The elimination half-life of finafloxacin is approximately 10 hours in humans.

==Chemistry==
The chemical structure of finafloxacin has been described as a "fluorinated quinolone derivative with 8-cyano-substituent and 7-pyrrolo-oxazinyl moiety." Its low isoelectric point (pH 6.7) is lower than the isoelectric point of another fluoroquinolone class antibiotic called ciprofloxacin (pH 7.4), which accounts for finafloxacin's superior activity at low pH (5.0–6.0).

There are some notable differences between the chemistry of finafloxacin and related fluoroquinolones.

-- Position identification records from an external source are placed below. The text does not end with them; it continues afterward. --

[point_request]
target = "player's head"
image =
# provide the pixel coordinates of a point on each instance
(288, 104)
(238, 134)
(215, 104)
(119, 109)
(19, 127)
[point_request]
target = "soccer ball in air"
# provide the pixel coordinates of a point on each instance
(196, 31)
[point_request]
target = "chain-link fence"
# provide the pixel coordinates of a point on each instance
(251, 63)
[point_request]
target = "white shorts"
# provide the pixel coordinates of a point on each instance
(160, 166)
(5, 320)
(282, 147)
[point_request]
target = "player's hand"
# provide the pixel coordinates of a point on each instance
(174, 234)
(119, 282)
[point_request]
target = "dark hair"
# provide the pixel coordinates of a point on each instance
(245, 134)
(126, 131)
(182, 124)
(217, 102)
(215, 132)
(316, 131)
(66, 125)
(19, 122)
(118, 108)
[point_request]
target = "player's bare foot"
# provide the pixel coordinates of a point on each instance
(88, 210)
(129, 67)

For example, the 8-cyano-substituent is not found in ciprofloxacin, and moxifloxacin has an 8-methoxy-substituent instead. The oxygen atom in the ring structure of finafloxacin makes the molecule more hydrophilic than ciprofloxacin.

The chemical structure of finafloxacin is nearly identical to that of pradofloxacin.

===Synthesis===
The synthesis of finafloxacin has been described in detail in its patents. An example of its synthesis is provided below:

==History==
Finafloxacin is the first FDA approved medication in the United States that was first developed by a Singaporean drug company. Finafloxacin was officially approved by the FDA on December 17, 2014. The company, MerLion Pharmaceuticals, partnered with the North American company Alcon to produce the drug commercially in the United States.

==Research==
Owing to its high bactericidal activity in acidic environments, Bartoletti et al have speculated that finafloxacin may be useful in the treatment of urinary tract infections in the future. Finafloxacin's manufacturer, MerLion, has invested money in studying the use of finafloxacin for this indication.